Spiegami bene questo ibrido… «La questione più delicata del solo è per me il controllo dell’audio, intendo dire soprattutto rispetto alla gestione dei volumi perché ci sono da modulare numerosi strati ed è importante la relazione dinamica fra ogni voce in uscita. Per tenere bene a bada quest’aspetto per ora ho rinunciato a molti effetti timbrici che potevo ottenere passando con una scheda audio nel computer, usando Ableton Live. Ora mi sto piano piano riorganizzando. Sono arrivata a semplificare all’osso per avere spazio a nuove possibili complicazioni, ma sicuramente realizzate con altre modalità tecniche. Di sicuro ho capito che non è buono che il suono del violino passi dal computer o per lo meno io al momento non voglio più gestirlo in questo modo mentre suono… almeno in questa fase è così. Ho bisogno di sperimentare altre soluzioni: chissà mai che non mi debba ricredere, tornare indietro, oppure fondere gli elementi passati con le nuove esperienze».
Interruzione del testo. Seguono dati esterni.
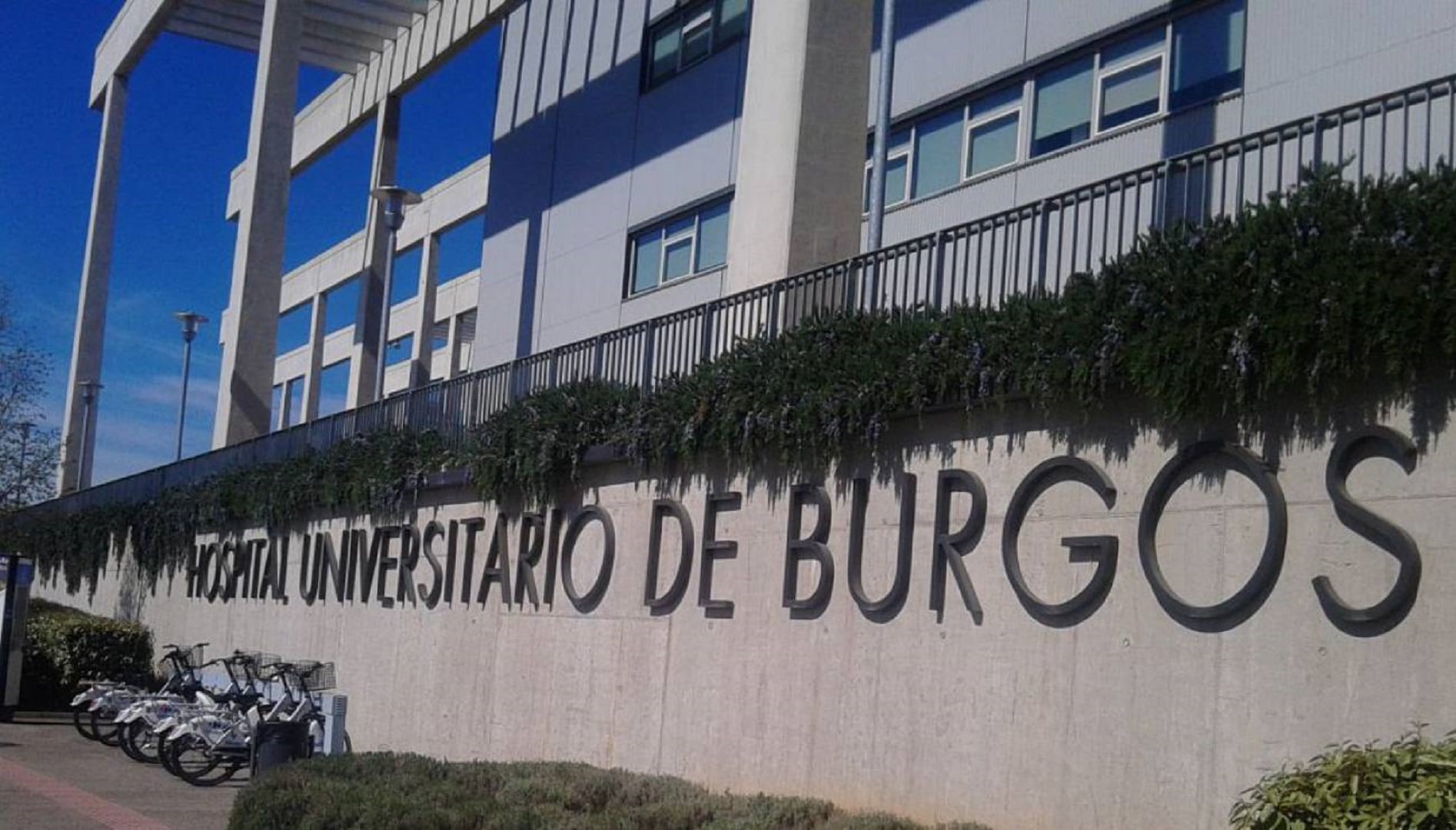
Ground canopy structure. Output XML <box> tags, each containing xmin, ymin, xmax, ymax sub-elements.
<box><xmin>58</xmin><ymin>0</ymin><xmax>526</xmax><ymax>492</ymax></box>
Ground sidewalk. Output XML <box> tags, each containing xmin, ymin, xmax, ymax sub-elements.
<box><xmin>0</xmin><ymin>715</ymin><xmax>248</xmax><ymax>830</ymax></box>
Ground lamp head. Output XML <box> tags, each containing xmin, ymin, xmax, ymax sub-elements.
<box><xmin>171</xmin><ymin>311</ymin><xmax>208</xmax><ymax>342</ymax></box>
<box><xmin>370</xmin><ymin>185</ymin><xmax>421</xmax><ymax>230</ymax></box>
Collabori o hai collaborato anche con artisti di area pop come Marlene Kuntz, Malika Ayane, La Crus… Cosa chiedono al tuo violino questi artisti?

«Precisione di intonazione, precisione ritmica e pulizia del suono. Con questi artisti parliamo principalmente di collaborazioni di tipo discografico soprattutto in quartetto d’archi o ensemble d’archi, qualche anno fa».

Parliamo di violino. Quali i tuoi riferimenti nella musica afroamericana e improvvisata? Regina Carter o Leroy Jenkins? Ovviamente la domanda, posta così, è giocosa, ma mi interessa una tua rapida riflessione sul ruolo del violino oggi.

«Il tuo riferimento è rivolto al violinismo della tradizione americana, ma non dimentichiamo che anche la Francia ha da dire qualcosa in questo campo. Forse sceglierei una via di mezzo fra i due. Adoro la dimensione poetica di Mark Feldman, che trovo molto ispiratrice, anche se a detta dei violinisti jazz mainstream americani, lui “non è jazz” e viene addirittura collocato all’interno della musica contemporanea. C’è poi una scena di giovani che io reputo straordinari: Zach Broch forse fra tutti è l’esempio più significativo di questa generazione e secondo me anche il migliore perché unisce intelligentemente grande capacità tecnica con profonda conoscenza del linguaggio e freschezza compositiva. Oltreoceano troviamo anche il giovanissimo e imbattibile Billy Contreras (uno Speedy Gonzales/Paganini cresciuto a suon di bluegrass e soli coltraniani) e Christian Howes (che organizza interessanti workshop dedicati agli strumenti ad arco in Ohio). Trovo molto affascinante anche Mat Maneri che ha un suo approccio del tutto personale e fuori dagli schemi, soprattutto per quanto riguarda il suono e l’intonazione. In generale mi affascinano i musicisti che sento che portano avanti una ricerca seppur estrema o di confine all’interno di un linguaggio contemporaneo».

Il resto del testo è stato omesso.